StoneDB/sql/sql_executor.h

689 lines
22 KiB
C++

#ifndef SQL_EXECUTOR_INCLUDED
#define SQL_EXECUTOR_INCLUDED
/* Copyright (c) 2000, 2021, Oracle and/or its affiliates. All rights
* reserved.
This program is free software; you can redistribute it and/or modify
it under the terms of the GNU General Public License, version 2.0,
as published by the Free Software Foundation.
This program is also distributed with certain software (including
but not limited to OpenSSL) that is licensed under separate terms,
as designated in a particular file or component or in included license
documentation. The authors of MySQL hereby grant you an additional
permission to link the program and your derivative works with the
separately licensed software that they have included with MySQL.
This program is distributed in the hope that it will be useful,
but WITHOUT ANY WARRANTY; without even the implied warranty of
MERCHANTABILITY or FITNESS FOR A PARTICULAR PURPOSE. See the
GNU General Public License, version 2.0, for more details.
You should have received a copy of the GNU General Public License
along with this program; if not, write to the Free Software
Foundation, Inc., 51 Franklin St, Fifth Floor, Boston, MA 02110-1301 USA */
/** @file Classes for query execution */
#include "records.h" // READ_RECORD
#include "sql_opt_exec_shared.h" // QEP_shared_owner
class JOIN;
class JOIN_TAB;
class QEP_TAB;
typedef struct st_table_ref TABLE_REF;
typedef struct st_position POSITION;
/**
Possible status of a "nested loop" operation (Next_select_func family of
functions).
All values except NESTED_LOOP_OK abort the nested loop.
*/
enum enum_nested_loop_state
{
/**
Thread shutdown was requested while processing the record
@todo could it be merged with NESTED_LOOP_ERROR? Why two distinct states?
*/
NESTED_LOOP_KILLED= -2,
/// A fatal error (like table corruption) was detected
NESTED_LOOP_ERROR= -1,
/// Record has been successfully handled
NESTED_LOOP_OK= 0,
/**
Record has been successfully handled; additionally, the nested loop
produced the number of rows specified in the LIMIT clause for the query.
*/
NESTED_LOOP_QUERY_LIMIT= 3,
/**
Record has been successfully handled; additionally, there is a cursor and
the nested loop algorithm produced the number of rows that is specified
for current cursor fetch operation.
*/
NESTED_LOOP_CURSOR_LIMIT= 4
};
typedef enum_nested_loop_state
(*Next_select_func)(JOIN *, class QEP_TAB *, bool);
/*
Temporary table used by semi-join DuplicateElimination strategy
This consists of the temptable itself and data needed to put records
into it. The table's DDL is as follows:
CREATE TABLE tmptable (col VARCHAR(n) BINARY, PRIMARY KEY(col));
where the primary key can be replaced with unique constraint if n exceeds
the limit (as it is always done for query execution-time temptables).

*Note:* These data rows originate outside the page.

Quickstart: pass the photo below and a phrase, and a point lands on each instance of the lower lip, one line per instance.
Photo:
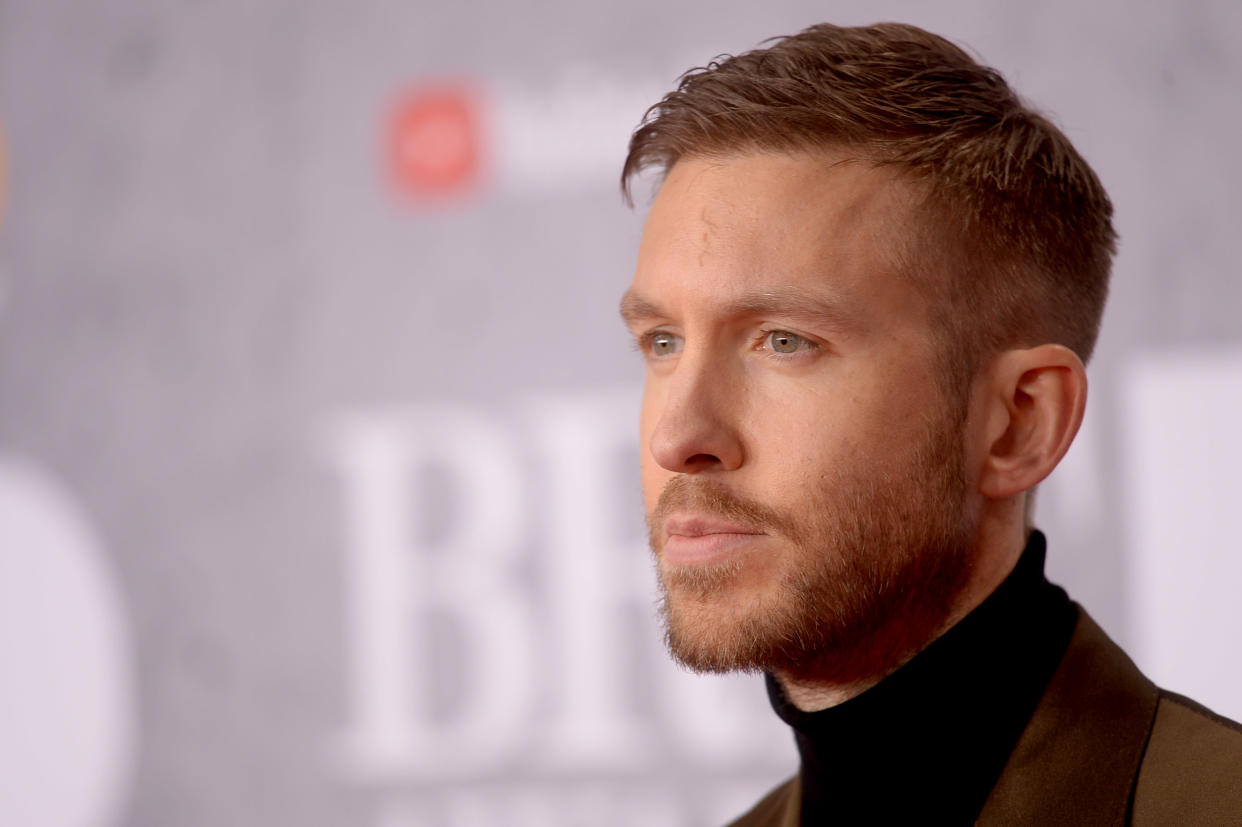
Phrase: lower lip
(704, 548)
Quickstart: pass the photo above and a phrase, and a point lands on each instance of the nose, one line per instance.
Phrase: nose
(696, 419)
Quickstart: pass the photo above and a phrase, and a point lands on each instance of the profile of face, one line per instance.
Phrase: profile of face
(802, 465)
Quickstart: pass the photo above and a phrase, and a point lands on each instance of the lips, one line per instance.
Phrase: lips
(692, 539)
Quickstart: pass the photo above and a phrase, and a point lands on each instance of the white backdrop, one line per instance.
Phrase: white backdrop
(317, 462)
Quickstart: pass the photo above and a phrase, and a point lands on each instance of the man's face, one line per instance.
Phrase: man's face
(801, 467)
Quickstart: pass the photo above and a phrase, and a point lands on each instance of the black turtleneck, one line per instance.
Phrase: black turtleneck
(928, 743)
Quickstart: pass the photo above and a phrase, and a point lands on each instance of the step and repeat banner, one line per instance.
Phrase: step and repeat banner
(318, 488)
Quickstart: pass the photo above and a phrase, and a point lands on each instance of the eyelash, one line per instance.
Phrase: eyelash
(643, 343)
(806, 345)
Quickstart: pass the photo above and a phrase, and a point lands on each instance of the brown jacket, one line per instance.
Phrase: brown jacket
(1104, 746)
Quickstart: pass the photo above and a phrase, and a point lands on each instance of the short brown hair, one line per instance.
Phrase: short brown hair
(1011, 210)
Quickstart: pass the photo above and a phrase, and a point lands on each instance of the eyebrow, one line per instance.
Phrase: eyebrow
(830, 311)
(636, 308)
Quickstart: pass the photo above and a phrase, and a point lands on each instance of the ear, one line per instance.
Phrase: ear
(1035, 401)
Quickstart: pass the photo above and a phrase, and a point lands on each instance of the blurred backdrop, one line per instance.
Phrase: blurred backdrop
(318, 494)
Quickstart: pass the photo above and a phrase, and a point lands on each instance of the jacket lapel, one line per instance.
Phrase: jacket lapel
(1078, 758)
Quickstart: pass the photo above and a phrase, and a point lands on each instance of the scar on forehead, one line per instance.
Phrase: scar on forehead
(709, 229)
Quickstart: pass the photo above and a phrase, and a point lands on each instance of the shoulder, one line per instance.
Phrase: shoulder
(778, 808)
(1191, 769)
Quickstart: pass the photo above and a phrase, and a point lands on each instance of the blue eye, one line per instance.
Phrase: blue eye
(786, 342)
(663, 344)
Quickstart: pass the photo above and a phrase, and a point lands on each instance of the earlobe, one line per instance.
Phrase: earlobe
(1036, 400)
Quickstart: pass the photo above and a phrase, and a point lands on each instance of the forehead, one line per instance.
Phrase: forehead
(820, 221)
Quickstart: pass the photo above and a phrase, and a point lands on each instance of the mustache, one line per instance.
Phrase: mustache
(697, 496)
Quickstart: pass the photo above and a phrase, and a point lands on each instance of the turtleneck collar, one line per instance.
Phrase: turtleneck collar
(928, 743)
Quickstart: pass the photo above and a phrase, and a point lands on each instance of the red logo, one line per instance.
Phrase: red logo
(435, 149)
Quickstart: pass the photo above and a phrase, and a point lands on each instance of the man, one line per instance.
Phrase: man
(865, 296)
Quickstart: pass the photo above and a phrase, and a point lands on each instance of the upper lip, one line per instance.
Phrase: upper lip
(694, 525)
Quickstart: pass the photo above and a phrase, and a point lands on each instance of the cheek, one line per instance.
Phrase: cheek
(652, 476)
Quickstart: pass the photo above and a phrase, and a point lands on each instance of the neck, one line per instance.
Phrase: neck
(997, 545)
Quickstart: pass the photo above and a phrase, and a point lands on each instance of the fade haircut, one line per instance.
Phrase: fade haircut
(1011, 236)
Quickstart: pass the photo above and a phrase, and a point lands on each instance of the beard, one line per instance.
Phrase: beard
(867, 569)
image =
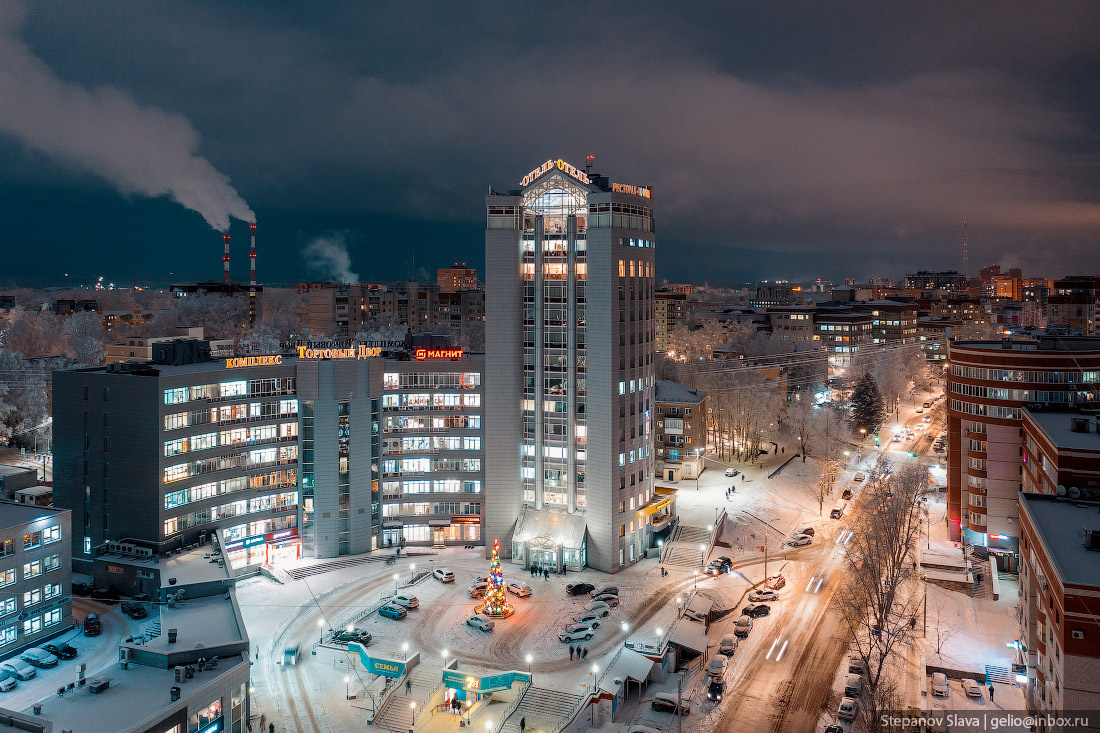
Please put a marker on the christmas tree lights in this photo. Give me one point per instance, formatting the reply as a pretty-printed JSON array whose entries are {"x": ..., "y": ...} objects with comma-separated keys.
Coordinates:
[{"x": 496, "y": 603}]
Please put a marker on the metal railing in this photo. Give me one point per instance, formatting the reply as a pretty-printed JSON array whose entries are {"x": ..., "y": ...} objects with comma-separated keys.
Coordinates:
[{"x": 512, "y": 708}]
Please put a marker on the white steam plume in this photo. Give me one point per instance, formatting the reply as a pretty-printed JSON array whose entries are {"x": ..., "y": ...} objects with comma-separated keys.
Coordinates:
[
  {"x": 141, "y": 150},
  {"x": 327, "y": 255}
]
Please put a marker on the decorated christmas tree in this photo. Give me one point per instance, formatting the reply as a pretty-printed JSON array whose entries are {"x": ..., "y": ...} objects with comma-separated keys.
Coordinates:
[{"x": 496, "y": 602}]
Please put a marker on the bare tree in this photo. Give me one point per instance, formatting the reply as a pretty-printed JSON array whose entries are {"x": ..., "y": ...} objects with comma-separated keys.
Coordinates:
[{"x": 879, "y": 600}]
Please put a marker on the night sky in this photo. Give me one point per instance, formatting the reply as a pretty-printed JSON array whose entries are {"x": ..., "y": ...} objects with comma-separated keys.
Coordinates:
[{"x": 782, "y": 140}]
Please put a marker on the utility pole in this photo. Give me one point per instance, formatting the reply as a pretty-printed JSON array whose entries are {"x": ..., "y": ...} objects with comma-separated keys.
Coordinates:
[{"x": 680, "y": 681}]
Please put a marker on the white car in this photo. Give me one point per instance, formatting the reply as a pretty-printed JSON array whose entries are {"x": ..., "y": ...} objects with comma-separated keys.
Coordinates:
[
  {"x": 938, "y": 685},
  {"x": 575, "y": 633},
  {"x": 591, "y": 617},
  {"x": 481, "y": 624},
  {"x": 407, "y": 601},
  {"x": 19, "y": 668},
  {"x": 743, "y": 626},
  {"x": 717, "y": 666},
  {"x": 39, "y": 657},
  {"x": 523, "y": 590}
]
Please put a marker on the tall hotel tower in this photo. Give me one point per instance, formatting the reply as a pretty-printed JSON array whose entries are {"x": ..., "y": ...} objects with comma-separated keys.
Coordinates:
[{"x": 569, "y": 370}]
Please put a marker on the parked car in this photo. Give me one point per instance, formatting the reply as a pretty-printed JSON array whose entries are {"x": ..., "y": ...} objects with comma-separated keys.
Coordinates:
[
  {"x": 407, "y": 601},
  {"x": 589, "y": 617},
  {"x": 391, "y": 611},
  {"x": 756, "y": 610},
  {"x": 92, "y": 626},
  {"x": 575, "y": 633},
  {"x": 481, "y": 623},
  {"x": 134, "y": 609},
  {"x": 668, "y": 702},
  {"x": 61, "y": 651},
  {"x": 719, "y": 565},
  {"x": 717, "y": 666},
  {"x": 19, "y": 668},
  {"x": 938, "y": 685},
  {"x": 39, "y": 657},
  {"x": 350, "y": 635},
  {"x": 523, "y": 590}
]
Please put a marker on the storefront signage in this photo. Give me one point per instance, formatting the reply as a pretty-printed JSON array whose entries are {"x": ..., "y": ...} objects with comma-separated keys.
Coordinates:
[
  {"x": 437, "y": 353},
  {"x": 458, "y": 680},
  {"x": 561, "y": 165},
  {"x": 377, "y": 665},
  {"x": 637, "y": 190},
  {"x": 253, "y": 361},
  {"x": 282, "y": 535}
]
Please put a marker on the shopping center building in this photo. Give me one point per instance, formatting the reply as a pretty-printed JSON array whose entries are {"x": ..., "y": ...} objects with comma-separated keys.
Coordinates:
[
  {"x": 569, "y": 429},
  {"x": 319, "y": 452}
]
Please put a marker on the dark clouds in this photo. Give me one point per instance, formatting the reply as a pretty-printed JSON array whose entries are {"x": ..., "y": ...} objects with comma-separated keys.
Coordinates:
[{"x": 847, "y": 135}]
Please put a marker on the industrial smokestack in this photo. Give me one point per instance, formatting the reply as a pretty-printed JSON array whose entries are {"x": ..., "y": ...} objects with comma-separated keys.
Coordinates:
[
  {"x": 252, "y": 255},
  {"x": 224, "y": 259}
]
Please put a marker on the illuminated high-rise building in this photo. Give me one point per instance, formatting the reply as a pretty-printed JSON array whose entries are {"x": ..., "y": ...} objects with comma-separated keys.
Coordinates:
[{"x": 569, "y": 372}]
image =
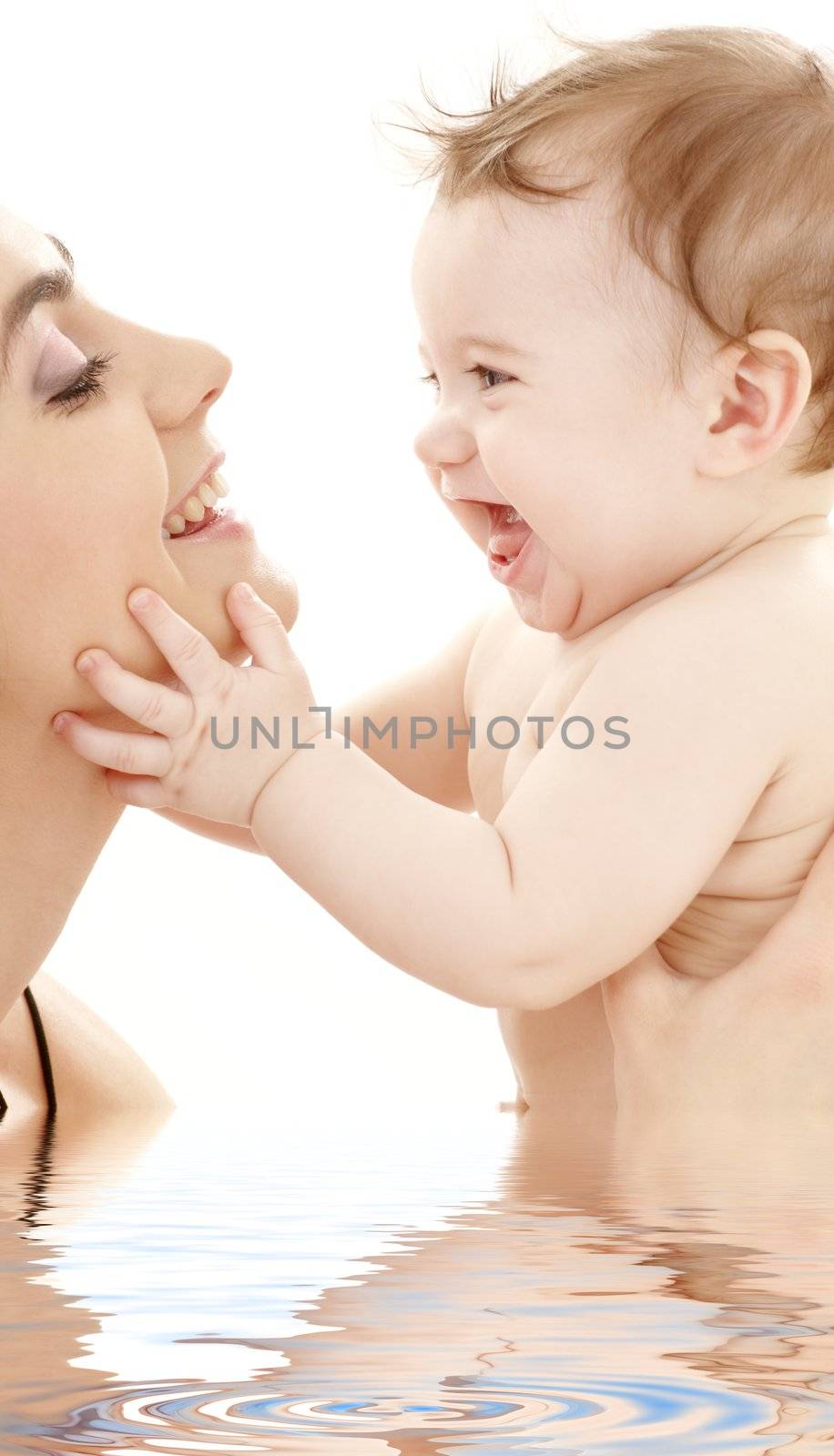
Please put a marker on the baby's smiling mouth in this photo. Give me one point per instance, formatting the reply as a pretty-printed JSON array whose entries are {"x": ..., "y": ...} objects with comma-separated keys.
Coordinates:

The record value is a concatenation of rowids of tables from the join we're
executing. If a join table is on the inner side of the outer join, we
assume that its rowid can be NULL and provide means to store this rowid in
the tuple.
*/
class SJ_TMP_TABLE : public Sql_alloc
{
public:
SJ_TMP_TABLE():hash_field(NULL)
{}
/*
Array of pointers to tables whose rowids compose the temporary table
record.
*/
class TAB
{
public:
QEP_TAB *qep_tab;
uint rowid_offset;
ushort null_byte;
uchar null_bit;
};
TAB *tabs;
TAB *tabs_end;
/*
is_confluent==TRUE means this is a special case where the temptable record
has zero length (and presence of a unique key means that the temptable can
have either 0 or 1 records).
In this case we don't create the physical temptable but instead record
its state in SJ_TMP_TABLE::have_confluent_record.
*/
bool is_confluent;
/*
When is_confluent==TRUE: the contents of the table (whether it has the
record or not).
*/
bool have_confluent_row;
/* table record parameters */
uint null_bits;
uint null_bytes;
uint rowid_len;
/* The temporary table itself (NULL means not created yet) */
TABLE *tmp_table;
/*
These are the members we got from temptable creation code. We'll need
them if we'll need to convert table from HEAP to MyISAM/Maria.
*/
MI_COLUMNDEF *start_recinfo;
MI_COLUMNDEF *recinfo;
/* Pointer to next table (next->start_idx > this->end_idx) */
SJ_TMP_TABLE *next;
/* Calc hash instead of too long key */
Field_longlong *hash_field;
};
/**
Executor structure for the materialized semi-join info, which contains
- Description of expressions selected from subquery
- The sj-materialization temporary table
*/
class Semijoin_mat_exec : public Sql_alloc
{
public:
Semijoin_mat_exec(TABLE_LIST *sj_nest, bool is_scan, uint table_count,
uint mat_table_index, uint inner_table_index)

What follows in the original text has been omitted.